Des rues formant le quartier de Little Italy, il n'en reste que les apparences. Il est pratiquement impossible de trouver des Italiens dans les restaurants comme La Mela ou Il Palazzo. Même dans des établissements aussi célèbres que Ferrara Caffé ou Caffé Roma, les employés sont Espagnols.
Tout a changé à partir des années 1960 quand une famille chinoise a traversé Canal Street (considéré à l'époque comme la frontière) près de Chinatown afin d'ouvrir un magasin de smoking sur Elisabeth Street.
A la suite de cela, si vous demandez aux résidents, ils vous diront que la transformation de Little Italy a été fulgurante.
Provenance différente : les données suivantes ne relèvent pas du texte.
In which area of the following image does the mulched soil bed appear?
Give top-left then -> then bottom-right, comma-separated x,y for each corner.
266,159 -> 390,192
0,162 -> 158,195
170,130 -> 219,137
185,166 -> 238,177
Les Chinois ont commencé à occuper divers édifices, les Italiens allant davantage vers Brooklyn et Queens, toujours à la recherche de l'"American Dream". De Little Italy il ne restait alors que les plans et la Bleecker street, que les habitants de Little Italy n'avaient jamais vraiment considéré comme faisant partie du quartier.
Ainsi, la présence de la mafia italienne a perdu de son importance petit à petit et Rudolph Giuliani est arrivé au pouvoir et a fait du quartier un endroit sûr.
Et tout cela a ouvert la voie aux touristes venant voir notamment les rues où Robert DeNiro et Harvey Keitel ont appris les ficelles du métier de gangster dans des films comme Mean Streets de Martin Scorsese.
Mais même si leur présence était destinée à transformer le quartier, les choses avaient déjà bien changées. Il n'y avaient plus de familles gouvernant le quartier sur un modèle conservateur. Au fur et à mesure des années 1970 et 1980, Il n'était plus possible de faire se marier un Italien avec une Italienne : les gens tombaient amoureux de personnes blanches, noires, asiatiques, etc. Little Italy perdait alors de ses Italiens 100%.
Il reste cependant dans divers établissements, tel Mulberry's, des traces du passé comme dans les films de gangsters : vitres teintées, sol en mosaïques, photos de Frank Sinatra et autres Italiens-Américains célèbres (par exemple Madonna qui y a d'ailleurs tourné un de ses premiers clips). Et puis, vous rencontrer le serveur d'une vingtaine d'années, Larry Gagliardotto : physique d'Italien et yeux bridés d'asiatique et vous réalisez que le progrès a pris le dessus.
Chaque jour, Little Italy à New York devient de plus en plus "Littler Italy".